A Bâle où ont afflué tant de talents et d’artistes sur les basques des célébrités conciliaires, quelque chose s’est enclenché: un goût pour l’écrit, pour l’image, pour l’art. Les imprimeurs se font collectionneurs. Les collections se transmettent de pères en fils. Dans le bahut de Basile Amerbach, le premier des collectionneurs bâlois, il y a par exemple, en 1586, 104 dessins de Holbein et de Dürer, l’ Eloge de la folie, d’Erasme, illustré par Holbein, une cinquantaine des plus beaux tableaux de cet artiste dont le Erasme écrivant et le Christ mort, trois milliers d’estampes, 1866 dessins de maîtres suisses ou allemands et maintes curiosités antiques provenant de fouilles archéologiques.

Quand un marchand hollandais veut acquérir ce trésor, le Conseil bâlois, sous l’impulsion du maire Wettstein, l’achète pour 9000 écus d’Empire et le confie à l’Université où se développe à partir de ce moment la connaissance critique des œuvres.

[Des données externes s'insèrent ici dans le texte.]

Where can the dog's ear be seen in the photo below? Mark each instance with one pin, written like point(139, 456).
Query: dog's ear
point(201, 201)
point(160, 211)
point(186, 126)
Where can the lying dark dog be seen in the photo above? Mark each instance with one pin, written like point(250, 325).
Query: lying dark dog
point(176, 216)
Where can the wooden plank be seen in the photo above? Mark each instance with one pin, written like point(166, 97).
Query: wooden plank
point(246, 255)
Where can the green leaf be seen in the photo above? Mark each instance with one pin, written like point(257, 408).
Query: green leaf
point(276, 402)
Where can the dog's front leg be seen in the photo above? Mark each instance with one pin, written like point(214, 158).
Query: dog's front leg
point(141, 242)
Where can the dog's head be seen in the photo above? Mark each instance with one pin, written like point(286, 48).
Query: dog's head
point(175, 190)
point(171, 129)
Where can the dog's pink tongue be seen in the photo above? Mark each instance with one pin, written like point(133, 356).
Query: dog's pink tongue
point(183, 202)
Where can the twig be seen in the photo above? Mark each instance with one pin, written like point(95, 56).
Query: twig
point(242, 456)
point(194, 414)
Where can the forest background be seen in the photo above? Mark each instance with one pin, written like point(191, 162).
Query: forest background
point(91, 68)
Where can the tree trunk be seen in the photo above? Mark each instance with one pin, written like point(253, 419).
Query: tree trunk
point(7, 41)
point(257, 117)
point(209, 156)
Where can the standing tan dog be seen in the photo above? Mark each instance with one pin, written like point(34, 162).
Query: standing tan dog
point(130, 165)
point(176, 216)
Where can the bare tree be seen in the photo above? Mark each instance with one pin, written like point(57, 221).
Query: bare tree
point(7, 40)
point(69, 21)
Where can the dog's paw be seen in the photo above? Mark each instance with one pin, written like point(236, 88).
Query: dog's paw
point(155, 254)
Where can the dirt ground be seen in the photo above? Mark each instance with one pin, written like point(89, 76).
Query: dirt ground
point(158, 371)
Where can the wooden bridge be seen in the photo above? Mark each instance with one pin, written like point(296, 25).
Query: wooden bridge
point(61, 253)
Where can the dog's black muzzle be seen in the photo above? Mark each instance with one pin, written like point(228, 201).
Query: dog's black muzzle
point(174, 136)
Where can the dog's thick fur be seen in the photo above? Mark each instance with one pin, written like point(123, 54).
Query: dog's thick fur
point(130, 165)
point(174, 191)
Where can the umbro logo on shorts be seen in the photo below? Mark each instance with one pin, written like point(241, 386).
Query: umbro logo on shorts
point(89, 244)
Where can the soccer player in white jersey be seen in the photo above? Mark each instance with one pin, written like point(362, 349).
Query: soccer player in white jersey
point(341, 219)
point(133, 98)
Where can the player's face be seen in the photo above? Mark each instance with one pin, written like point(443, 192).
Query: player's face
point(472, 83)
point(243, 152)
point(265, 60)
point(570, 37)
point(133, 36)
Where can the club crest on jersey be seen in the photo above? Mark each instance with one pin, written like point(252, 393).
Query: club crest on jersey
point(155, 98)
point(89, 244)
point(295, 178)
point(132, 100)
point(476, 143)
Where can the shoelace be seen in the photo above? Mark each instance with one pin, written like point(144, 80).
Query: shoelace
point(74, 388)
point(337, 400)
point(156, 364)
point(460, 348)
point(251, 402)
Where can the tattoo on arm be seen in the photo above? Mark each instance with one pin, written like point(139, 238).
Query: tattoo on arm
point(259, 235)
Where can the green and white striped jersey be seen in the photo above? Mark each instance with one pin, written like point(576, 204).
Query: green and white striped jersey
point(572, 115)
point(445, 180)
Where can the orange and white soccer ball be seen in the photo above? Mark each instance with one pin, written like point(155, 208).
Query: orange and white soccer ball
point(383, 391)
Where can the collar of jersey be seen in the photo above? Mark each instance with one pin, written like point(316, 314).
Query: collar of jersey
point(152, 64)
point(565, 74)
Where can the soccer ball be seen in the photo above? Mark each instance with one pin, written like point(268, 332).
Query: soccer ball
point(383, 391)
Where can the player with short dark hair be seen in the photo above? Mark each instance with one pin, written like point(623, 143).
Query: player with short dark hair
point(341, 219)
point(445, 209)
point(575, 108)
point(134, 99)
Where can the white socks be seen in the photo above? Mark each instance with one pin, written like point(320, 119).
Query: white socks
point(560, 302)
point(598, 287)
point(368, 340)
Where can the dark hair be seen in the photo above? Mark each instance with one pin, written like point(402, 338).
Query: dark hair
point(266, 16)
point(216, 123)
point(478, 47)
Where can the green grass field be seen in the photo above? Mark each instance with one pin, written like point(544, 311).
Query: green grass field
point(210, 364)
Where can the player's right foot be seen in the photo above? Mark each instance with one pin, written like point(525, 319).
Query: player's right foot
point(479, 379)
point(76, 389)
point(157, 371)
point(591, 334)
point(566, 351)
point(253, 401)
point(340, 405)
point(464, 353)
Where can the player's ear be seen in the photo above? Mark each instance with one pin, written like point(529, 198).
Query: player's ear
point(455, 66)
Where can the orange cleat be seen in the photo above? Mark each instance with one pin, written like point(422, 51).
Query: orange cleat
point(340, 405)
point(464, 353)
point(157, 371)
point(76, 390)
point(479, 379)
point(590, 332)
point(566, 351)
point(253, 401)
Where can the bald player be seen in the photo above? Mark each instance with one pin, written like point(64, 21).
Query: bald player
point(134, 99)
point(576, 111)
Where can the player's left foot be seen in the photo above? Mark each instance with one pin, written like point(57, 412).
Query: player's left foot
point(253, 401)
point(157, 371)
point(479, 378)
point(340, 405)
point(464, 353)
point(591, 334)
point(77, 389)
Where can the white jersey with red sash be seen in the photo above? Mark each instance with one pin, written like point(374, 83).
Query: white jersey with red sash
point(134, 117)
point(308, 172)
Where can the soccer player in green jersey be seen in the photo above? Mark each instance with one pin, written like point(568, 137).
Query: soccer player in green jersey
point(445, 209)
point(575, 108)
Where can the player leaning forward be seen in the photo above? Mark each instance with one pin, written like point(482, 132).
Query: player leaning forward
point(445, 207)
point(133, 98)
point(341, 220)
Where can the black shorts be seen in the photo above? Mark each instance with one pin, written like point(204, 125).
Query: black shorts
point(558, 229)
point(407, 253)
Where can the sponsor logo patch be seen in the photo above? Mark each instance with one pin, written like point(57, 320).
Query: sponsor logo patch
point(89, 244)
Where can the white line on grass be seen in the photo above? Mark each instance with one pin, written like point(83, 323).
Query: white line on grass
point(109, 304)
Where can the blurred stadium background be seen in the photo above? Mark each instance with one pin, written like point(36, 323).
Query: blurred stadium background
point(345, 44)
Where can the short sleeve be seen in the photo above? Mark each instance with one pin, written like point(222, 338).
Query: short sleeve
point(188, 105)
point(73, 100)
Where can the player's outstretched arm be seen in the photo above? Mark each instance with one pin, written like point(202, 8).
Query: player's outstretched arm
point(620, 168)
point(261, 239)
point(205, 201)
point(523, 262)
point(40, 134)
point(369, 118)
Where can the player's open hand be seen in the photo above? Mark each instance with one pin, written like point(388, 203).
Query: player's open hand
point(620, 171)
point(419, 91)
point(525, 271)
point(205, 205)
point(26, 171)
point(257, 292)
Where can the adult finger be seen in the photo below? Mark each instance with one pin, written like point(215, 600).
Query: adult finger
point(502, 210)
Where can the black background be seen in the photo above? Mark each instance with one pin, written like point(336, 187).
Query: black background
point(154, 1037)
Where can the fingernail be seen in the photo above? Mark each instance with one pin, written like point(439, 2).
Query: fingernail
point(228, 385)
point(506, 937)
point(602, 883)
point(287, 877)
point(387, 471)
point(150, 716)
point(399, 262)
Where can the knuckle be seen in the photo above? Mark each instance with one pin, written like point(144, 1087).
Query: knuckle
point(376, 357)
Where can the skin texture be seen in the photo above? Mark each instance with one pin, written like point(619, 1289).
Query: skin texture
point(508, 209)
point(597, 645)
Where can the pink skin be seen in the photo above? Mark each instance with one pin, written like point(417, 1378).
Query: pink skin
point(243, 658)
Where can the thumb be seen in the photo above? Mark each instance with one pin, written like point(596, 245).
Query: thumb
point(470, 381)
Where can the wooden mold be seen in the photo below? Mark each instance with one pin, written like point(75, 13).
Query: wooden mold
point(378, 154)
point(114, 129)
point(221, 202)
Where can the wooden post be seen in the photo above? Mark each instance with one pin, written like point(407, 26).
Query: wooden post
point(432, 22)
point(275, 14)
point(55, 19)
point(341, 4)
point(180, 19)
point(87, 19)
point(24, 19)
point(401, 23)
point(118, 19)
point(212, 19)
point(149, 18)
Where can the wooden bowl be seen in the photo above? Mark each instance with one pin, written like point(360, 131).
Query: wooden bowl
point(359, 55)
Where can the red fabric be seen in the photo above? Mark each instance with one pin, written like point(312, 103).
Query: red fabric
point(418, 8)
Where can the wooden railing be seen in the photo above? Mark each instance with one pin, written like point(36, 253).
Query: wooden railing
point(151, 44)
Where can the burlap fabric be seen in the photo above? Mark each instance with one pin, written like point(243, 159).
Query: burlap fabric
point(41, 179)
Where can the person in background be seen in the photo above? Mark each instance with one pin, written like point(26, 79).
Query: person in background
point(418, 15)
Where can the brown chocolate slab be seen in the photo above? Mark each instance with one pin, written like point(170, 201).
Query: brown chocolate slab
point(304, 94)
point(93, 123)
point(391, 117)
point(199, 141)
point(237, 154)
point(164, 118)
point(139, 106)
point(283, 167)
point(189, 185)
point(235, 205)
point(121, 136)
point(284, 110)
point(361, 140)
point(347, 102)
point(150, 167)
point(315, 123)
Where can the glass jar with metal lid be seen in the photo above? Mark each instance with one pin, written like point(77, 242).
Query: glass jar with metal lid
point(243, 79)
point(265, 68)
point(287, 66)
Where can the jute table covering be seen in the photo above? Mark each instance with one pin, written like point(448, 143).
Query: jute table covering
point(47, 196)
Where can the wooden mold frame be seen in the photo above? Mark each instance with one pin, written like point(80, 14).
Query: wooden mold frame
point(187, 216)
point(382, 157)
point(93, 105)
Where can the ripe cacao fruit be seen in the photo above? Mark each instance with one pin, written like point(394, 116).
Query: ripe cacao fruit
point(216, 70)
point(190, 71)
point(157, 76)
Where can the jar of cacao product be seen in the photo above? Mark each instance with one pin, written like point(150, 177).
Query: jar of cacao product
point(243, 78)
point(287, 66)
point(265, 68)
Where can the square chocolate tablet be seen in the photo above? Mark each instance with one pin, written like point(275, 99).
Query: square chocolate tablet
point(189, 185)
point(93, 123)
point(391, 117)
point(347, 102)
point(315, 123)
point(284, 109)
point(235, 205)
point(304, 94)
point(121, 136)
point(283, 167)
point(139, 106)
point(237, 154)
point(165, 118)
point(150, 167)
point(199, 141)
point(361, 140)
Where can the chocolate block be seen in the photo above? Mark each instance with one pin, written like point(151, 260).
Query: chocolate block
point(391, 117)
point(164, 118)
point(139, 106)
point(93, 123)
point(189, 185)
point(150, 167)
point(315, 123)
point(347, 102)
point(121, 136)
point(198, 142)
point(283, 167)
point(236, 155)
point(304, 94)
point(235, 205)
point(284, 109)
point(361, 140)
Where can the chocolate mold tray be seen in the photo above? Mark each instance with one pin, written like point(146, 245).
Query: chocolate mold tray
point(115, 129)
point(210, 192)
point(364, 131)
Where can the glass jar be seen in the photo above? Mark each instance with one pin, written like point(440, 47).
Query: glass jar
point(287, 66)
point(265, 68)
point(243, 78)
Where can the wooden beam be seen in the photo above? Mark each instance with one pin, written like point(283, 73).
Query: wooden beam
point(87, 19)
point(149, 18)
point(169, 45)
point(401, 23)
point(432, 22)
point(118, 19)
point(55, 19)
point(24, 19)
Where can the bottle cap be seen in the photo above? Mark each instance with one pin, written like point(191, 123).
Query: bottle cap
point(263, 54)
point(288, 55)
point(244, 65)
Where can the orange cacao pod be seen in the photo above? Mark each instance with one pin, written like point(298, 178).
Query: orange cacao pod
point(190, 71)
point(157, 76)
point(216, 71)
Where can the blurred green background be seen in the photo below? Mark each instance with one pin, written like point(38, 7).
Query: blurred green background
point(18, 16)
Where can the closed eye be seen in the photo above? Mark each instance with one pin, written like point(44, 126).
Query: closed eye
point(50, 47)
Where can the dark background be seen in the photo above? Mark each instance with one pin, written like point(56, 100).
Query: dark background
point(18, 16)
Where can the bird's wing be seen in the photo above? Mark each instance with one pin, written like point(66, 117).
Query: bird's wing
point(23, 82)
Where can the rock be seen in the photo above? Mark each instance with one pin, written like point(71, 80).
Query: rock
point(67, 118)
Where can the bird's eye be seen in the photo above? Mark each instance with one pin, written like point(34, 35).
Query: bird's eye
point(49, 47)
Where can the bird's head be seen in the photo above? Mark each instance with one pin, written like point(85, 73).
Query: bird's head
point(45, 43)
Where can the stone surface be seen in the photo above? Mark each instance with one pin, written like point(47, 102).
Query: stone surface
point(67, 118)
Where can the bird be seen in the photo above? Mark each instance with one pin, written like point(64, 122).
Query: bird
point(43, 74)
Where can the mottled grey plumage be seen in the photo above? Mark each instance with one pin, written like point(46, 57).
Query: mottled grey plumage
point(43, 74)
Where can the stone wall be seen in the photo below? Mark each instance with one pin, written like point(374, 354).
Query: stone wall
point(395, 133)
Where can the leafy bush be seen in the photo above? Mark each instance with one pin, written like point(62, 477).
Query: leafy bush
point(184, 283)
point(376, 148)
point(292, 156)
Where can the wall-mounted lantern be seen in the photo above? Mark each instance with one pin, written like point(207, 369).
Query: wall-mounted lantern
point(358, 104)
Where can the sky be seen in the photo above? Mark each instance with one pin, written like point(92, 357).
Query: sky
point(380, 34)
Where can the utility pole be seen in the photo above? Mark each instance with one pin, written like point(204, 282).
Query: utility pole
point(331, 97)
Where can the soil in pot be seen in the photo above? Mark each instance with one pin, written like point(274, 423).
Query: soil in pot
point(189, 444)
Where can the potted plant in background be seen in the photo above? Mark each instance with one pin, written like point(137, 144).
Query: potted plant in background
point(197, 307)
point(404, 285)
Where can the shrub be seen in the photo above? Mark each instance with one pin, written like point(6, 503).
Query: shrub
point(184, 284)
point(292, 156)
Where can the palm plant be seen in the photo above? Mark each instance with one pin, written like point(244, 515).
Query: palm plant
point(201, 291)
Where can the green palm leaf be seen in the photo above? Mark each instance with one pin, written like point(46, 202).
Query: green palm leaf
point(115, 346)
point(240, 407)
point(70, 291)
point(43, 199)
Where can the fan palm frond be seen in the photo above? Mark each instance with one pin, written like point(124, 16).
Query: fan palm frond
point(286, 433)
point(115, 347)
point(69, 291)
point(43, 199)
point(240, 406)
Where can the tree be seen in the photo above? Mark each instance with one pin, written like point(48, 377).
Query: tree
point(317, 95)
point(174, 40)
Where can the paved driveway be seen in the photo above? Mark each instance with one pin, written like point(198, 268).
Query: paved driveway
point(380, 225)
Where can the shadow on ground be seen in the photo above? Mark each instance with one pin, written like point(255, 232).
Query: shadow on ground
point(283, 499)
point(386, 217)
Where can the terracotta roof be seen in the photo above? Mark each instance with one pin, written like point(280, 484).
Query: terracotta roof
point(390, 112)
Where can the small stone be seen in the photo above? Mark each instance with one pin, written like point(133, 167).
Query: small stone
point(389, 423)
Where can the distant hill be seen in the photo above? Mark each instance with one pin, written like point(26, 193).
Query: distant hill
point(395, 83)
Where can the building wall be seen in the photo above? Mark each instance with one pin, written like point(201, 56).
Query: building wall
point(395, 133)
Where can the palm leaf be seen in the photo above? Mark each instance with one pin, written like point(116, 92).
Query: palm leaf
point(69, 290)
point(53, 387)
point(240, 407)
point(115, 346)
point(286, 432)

L’érudition artistique bâloise retombe sur Genève en 1901: le conservateur des Beaux-Arts de la cité rhénane, Daniel Burckhardt-Werthemann, annonce cette année-là la redécouverte des morceaux épars du retable de Konrad Witz et leur authentification. L’archéologue genevois Jacques Mayor a en effet trouvé dans le sous-sol de l’Université deux grands panneaux d’un retable exécuté en 1444 et signé Magister Conradus Sapientis de Basilea. Burckhardt les a examinés à la bougie. Il leur a trouvé une parenté avec deux autres tableaux, Sainte Catherine et sainte Marie-Madeleine, découverts à Strasbourg, et La rencontre d’Anne et de Joachim, acquis par une collectionneuse de Bâle. Mais que signifie Sapientis ? Le Sage ? Il a consulté une liste d’artistes bâlois établis par un érudit. Il y a trouvé le nom de Konrad Witz de Rotweil. Witz veut aussi dire sage, malin. Konrad le futé qui a donné à Genève son premier miroir, sous l’œil bienveillant du Christ.